Em casa, na frente do televisor, juro a vocês que fiquei atônito e boquiaberto. Ao ver as cenas me perguntei: “Onde está o respeito pela autoridade constituída? E constituída por uma maioria que a escolheu como liderança maior?”

Vídeo mostra torcedores hostilizando a presidenta na abertura da Copa 

Analisando as imagens, não se pode dizer que aqueles “vândalos” vieram da periferia. Pois quem puxava o coro de vozes daquela falta de civilidade, é parte de uma elite capaz de adquirir ingressos a preços exorbitantes, sem se queixar. Certamente não estão cadastrados no Bolsa-Família, nem dependem de qualquer um dos programas sociais do governo. Aliás, o que alguns jornais relataram nesta sexta-feira sobre o caso eu me recuso a acreditar. Grande parte deles destaca que a maioria dos palavrões entoados tiveram origem na área Vip do estádio, onde se faziam presentes algumas personalidades e artistas de televisão. Uns e outros inclusive com acesso gratuito para assistirem ao jogo inicial da Copa. Principalmente do camarote Vip do Banco Itaú, empresa que patrocinava o acesso de alguns, como ficou constatado. 
 
Florestan Fernandes Júnior
Florestan Fernandes Júnior, competente jornalista da TV Brasil e âncora do Repórter Brasil, foi muito feliz em seu comentário desta sexta-feira. Pergunta ele:

“Onde estavam ontem os políticos que festejaram a escolha do Brasil como sede da Copa do Mundo de 2014? [...] Ontem, coube a uma única mulher receber toda a agressão de uma torcida rica e privilegiada que conseguiu ingressos para o jogo de abertura em São Paulo. Uma elite raivosa que não perde a chance de destilar seu ódio de classe, seus preconceitos e sua falta de educação. Parabéns, presidenta Dilma, você não se escondeu nos palácios da República como fizeram os governadores”.

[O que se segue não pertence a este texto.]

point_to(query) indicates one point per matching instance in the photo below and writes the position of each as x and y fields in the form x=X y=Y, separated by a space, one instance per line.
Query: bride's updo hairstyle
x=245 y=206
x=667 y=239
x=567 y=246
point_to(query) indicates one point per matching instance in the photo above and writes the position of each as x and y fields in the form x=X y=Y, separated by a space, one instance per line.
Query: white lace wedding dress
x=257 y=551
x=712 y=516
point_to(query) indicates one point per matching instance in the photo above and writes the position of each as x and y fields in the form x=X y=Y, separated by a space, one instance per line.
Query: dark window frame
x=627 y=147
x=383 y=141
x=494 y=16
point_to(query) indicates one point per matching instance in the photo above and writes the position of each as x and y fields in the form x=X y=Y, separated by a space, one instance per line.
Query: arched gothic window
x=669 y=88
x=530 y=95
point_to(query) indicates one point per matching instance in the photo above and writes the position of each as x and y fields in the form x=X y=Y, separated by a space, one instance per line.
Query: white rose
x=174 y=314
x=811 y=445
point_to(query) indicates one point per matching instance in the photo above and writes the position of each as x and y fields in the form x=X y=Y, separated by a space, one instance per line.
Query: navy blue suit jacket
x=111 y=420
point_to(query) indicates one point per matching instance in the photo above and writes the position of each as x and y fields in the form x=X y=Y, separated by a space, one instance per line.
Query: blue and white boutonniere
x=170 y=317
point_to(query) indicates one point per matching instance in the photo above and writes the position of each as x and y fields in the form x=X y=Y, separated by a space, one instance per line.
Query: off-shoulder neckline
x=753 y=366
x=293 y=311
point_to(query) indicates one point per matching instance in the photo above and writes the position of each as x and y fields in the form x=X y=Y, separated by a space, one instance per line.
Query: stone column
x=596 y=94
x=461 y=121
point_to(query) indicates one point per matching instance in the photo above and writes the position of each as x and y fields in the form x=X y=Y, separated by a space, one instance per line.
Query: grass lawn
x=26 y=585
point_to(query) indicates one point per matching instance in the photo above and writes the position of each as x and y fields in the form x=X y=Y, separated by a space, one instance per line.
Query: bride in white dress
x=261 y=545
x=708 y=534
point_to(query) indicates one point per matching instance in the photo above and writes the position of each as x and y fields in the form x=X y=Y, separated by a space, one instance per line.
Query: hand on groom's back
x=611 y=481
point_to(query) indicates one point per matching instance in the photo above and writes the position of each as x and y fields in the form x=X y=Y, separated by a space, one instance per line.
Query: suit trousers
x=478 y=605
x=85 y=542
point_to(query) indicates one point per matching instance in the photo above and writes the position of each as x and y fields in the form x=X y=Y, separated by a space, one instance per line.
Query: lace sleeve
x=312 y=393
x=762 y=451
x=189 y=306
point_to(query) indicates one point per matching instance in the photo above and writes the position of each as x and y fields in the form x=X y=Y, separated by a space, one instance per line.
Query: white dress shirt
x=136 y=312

Também o editor de mídia e jornalista de Carta Capital, Lino Bocchini, falou do ocorrido. Disse ele que o acontecido suscita uma reflexão por parte da presidenta; de como poderá adotar uma nova postura daqui pra frente.
 
Lino Bocchini
“Em um evento como o desta quinta 12, vaias e mandatários são comuns, quase a praxe. O que aconteceu em São Paulo na abertura da Copa do Mundo, contudo, foi além. Não foi uma vaia, como na abertura da Copa das Confederações, em Brasília. Foi uma monumental grosseira “made in Brazil”. Uma falta de educação abissal e carregada de simbolismo. (...) Difícil saber como Dilma registrou essa agressão, mas espero que tire uma lição do que presenciou em Itaquera.

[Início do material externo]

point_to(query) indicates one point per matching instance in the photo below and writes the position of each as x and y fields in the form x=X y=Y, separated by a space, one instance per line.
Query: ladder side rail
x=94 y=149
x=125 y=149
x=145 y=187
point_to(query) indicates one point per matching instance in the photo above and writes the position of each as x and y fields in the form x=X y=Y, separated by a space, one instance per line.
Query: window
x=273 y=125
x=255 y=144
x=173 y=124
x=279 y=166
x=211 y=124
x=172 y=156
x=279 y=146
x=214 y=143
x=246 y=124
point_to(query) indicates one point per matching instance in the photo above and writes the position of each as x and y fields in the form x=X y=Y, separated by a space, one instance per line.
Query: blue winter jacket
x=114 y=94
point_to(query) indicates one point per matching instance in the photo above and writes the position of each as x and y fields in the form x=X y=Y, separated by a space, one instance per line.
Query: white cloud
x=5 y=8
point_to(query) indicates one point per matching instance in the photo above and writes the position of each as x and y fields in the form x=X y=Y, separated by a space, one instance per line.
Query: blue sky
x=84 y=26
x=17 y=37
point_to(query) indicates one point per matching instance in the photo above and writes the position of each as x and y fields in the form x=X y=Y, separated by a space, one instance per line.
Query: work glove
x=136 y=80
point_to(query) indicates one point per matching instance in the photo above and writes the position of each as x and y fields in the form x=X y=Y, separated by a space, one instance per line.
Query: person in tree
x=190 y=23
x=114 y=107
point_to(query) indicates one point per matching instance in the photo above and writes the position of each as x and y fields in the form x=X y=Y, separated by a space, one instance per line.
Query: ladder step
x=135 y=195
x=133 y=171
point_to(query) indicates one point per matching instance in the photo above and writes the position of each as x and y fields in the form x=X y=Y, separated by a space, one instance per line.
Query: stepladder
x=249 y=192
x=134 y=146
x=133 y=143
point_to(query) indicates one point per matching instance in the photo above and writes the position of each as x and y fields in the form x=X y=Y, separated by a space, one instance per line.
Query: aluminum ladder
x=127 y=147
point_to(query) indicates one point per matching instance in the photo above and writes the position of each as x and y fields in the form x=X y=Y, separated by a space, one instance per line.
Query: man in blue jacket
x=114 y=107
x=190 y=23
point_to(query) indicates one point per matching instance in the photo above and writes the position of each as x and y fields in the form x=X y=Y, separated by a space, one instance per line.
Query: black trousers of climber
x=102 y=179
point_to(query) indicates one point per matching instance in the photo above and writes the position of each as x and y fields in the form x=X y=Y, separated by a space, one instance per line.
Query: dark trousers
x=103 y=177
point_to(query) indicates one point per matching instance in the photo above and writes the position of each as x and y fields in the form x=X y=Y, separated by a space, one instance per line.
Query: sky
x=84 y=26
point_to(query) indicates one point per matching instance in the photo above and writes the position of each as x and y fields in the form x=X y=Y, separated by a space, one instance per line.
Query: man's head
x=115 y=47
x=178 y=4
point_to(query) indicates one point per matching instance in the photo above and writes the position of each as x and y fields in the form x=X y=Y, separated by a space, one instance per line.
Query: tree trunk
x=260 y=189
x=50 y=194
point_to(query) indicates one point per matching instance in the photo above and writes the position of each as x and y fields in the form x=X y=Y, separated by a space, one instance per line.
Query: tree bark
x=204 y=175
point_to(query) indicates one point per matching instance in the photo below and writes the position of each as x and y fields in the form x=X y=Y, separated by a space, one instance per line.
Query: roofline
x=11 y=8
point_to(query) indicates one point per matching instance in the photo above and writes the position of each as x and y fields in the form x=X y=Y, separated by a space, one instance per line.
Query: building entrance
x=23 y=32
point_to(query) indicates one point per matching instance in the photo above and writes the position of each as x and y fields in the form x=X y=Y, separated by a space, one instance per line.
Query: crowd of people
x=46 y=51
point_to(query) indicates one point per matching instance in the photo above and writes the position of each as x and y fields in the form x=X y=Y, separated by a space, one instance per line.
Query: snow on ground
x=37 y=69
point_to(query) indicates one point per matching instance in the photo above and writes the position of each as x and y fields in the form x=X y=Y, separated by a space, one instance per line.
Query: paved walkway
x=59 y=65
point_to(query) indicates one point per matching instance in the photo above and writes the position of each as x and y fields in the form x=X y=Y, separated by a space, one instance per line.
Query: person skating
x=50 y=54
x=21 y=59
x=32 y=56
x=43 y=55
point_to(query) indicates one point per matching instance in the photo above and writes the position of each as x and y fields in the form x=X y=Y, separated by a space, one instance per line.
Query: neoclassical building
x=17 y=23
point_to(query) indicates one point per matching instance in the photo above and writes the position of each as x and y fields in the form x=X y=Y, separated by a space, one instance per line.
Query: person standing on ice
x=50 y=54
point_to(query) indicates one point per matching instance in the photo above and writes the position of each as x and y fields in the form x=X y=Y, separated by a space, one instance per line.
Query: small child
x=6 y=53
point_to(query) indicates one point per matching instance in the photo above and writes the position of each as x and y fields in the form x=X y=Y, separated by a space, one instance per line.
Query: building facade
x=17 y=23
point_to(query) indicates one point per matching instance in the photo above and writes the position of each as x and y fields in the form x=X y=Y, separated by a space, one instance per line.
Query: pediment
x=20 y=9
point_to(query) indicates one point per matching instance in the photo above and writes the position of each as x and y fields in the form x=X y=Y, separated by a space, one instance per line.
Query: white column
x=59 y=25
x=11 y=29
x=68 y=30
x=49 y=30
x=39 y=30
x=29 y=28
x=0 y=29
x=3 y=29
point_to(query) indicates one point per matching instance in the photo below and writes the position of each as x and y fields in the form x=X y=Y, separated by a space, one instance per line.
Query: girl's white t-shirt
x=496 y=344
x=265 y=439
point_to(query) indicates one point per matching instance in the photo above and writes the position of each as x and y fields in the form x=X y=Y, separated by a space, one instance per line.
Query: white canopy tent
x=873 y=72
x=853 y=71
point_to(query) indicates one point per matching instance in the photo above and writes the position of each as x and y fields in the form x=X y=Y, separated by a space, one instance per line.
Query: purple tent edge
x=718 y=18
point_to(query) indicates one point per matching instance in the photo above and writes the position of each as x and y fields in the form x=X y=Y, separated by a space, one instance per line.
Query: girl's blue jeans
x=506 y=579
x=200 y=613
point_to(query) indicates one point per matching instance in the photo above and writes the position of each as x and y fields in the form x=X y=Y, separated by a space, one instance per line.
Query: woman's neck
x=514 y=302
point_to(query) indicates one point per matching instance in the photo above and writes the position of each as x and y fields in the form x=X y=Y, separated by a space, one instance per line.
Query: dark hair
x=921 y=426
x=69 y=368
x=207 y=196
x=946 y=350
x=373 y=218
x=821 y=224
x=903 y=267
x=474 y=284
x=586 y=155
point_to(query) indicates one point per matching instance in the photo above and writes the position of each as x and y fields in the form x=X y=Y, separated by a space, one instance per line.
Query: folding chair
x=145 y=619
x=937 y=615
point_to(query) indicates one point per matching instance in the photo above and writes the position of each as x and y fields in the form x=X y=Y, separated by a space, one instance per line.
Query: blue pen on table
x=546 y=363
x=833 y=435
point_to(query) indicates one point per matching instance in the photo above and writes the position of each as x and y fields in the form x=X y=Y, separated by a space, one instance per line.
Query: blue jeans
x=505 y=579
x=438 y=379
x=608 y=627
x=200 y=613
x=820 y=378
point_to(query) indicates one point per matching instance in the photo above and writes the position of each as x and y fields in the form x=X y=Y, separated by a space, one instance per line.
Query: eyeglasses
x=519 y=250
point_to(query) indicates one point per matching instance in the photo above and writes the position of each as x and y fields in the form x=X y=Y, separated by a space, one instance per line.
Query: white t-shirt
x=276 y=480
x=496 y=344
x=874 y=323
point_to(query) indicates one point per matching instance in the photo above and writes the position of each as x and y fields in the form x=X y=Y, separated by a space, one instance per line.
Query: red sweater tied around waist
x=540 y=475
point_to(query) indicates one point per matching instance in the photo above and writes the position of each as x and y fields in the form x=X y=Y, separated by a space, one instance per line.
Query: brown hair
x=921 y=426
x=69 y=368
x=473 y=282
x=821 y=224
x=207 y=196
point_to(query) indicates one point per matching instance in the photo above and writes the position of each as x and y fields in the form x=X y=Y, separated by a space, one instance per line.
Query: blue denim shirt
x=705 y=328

Não faz o menor sentido continuar governando prioritariamente para estas pessoas. E não é uma questão de “gratidão”, nada disso. Dilma é, claro, a presidenta de todos os brasileiros. Mas não se justifica o número de concessões e agrados que ela se obriga a fazer para poderosos em geral, sejam eles do agronegócio, evangélicos fundamentalistas, banqueiros ou donos de redes de televisão.

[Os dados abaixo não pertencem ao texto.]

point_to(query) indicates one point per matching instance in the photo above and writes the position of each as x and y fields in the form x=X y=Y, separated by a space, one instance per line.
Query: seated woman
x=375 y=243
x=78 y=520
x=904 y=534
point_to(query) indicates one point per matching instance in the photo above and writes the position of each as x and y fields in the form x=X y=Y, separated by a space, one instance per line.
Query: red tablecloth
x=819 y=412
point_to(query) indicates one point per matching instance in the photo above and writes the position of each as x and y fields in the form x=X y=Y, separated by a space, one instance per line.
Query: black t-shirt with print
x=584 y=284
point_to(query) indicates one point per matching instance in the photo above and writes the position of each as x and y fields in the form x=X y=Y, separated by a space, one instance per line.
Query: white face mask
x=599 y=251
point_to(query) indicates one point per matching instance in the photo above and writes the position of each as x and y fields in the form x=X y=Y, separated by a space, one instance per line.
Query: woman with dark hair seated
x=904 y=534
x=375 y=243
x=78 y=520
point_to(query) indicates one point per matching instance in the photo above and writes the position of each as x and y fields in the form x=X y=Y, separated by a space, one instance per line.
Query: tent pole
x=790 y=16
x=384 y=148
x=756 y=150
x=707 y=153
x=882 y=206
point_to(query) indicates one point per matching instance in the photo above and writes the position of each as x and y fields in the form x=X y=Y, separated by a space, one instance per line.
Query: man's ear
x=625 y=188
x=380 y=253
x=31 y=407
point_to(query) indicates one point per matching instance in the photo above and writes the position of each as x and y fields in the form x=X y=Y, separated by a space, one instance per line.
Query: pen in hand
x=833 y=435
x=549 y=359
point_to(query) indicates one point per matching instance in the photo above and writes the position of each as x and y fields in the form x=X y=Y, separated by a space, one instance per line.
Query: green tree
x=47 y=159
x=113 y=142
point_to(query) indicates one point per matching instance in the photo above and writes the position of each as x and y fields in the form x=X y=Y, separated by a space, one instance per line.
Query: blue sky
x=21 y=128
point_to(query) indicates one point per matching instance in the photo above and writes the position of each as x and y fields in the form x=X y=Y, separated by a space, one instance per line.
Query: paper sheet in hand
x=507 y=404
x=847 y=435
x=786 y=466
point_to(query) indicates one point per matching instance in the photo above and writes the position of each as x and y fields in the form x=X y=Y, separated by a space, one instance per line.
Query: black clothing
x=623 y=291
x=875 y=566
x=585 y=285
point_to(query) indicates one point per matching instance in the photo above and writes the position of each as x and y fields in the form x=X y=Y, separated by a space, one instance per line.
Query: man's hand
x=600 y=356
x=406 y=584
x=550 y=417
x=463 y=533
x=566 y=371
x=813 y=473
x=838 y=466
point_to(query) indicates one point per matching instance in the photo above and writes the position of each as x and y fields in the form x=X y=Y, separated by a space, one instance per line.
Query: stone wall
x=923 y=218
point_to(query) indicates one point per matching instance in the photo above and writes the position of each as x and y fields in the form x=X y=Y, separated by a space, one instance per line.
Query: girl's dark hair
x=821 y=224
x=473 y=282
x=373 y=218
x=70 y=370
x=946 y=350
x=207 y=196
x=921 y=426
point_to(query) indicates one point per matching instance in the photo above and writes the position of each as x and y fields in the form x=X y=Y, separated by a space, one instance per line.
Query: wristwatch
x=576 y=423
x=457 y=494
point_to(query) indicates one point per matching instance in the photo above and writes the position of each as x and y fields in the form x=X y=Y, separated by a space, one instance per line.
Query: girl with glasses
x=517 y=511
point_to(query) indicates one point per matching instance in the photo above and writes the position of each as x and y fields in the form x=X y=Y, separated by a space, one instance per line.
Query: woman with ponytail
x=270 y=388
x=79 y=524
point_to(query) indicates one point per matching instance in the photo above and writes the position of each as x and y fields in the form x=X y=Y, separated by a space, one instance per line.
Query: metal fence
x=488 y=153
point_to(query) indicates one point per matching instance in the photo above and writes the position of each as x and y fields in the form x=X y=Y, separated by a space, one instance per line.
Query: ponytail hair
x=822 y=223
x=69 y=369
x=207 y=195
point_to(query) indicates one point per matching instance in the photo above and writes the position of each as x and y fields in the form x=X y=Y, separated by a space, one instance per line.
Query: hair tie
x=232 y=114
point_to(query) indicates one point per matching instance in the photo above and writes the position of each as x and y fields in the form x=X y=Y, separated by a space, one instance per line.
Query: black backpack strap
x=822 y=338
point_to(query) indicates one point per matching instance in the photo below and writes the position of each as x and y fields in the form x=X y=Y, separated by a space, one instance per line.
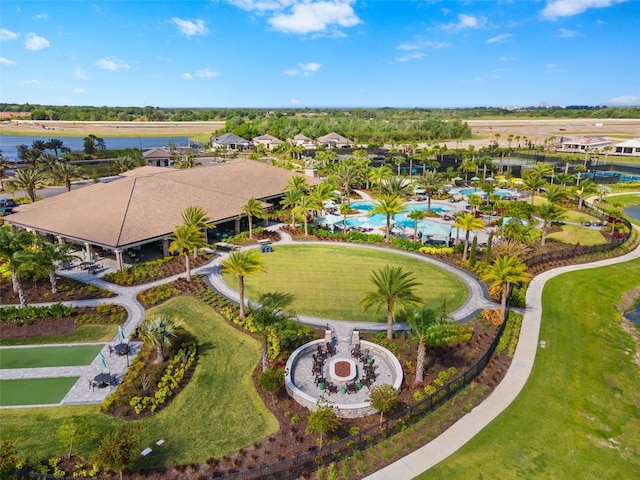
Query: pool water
x=379 y=220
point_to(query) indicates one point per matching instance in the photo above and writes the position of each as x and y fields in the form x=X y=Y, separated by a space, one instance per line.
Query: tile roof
x=146 y=203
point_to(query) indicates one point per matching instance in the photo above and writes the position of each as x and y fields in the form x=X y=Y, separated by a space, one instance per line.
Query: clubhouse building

No dito popular, “sem quebrar ovos não se faz uma omelete”. Alguns argumentarão: “mas no Brasil isso é impossível, as estruturas estão aí há séculos, não dá para mudar tudo de uma vez”. Concordo. Tudo é uma coisa, e de uma vez é muito rápido. Mas entre o chavismo e os Estados Unidos há muitas possibilidades. Temos que criar nosso próprio modelo. E aí não tem jeito: Dilma tem que quebrar alguns ovos. E se não dá para quebrar a caixa inteira, pelo menos alguns tem que ir para a frigideira. Por exemplo:

a) Reforma política profunda, minando o próprio sistema que a faz refém de picaretas históricos por um par de minutos na TV;

b) Taxação de grandes fortunas, começando pelas astronômicas e inaceitáveis heranças que perpetuam a desigualdade no país;

c) Reforma agrária real, abandonando o incômodo posto de governo que menos assentou famílias;

d) Democratização real da comunicação, revendo concessões públicas e alocando melhor as verbas publicitárias governamentais;

e) Direitos humanos de verdade, encarando de forma contundente o racismo, a homofobia e o machismo.


O nordeste teve o maior percentual na eleição da presidenta da república
Sobre os autores que destaquei acima, ambos trouxeram críticas e ponderações na mesma direção da qual sou adepto. De acordo com Florestan Fernandes, aqueles que estiveram nos palanques e homenagens em busca do evento Fifa, esta semana se enclausuraram sem mostrar a cara. Uma verdadeira covardia. E foram muitos, como Lula, Sérgio Cabral, Eduardo Campos, Aécio Neves, José Serra, Jaques Wagner, Ieda Crisius, Cid Gomes, Wilma de Faria, Roberto Requião, José Roberto Arruda e Blairo Maggi. E até Marina Silva, que queria uma sede no estado dela, o Acre.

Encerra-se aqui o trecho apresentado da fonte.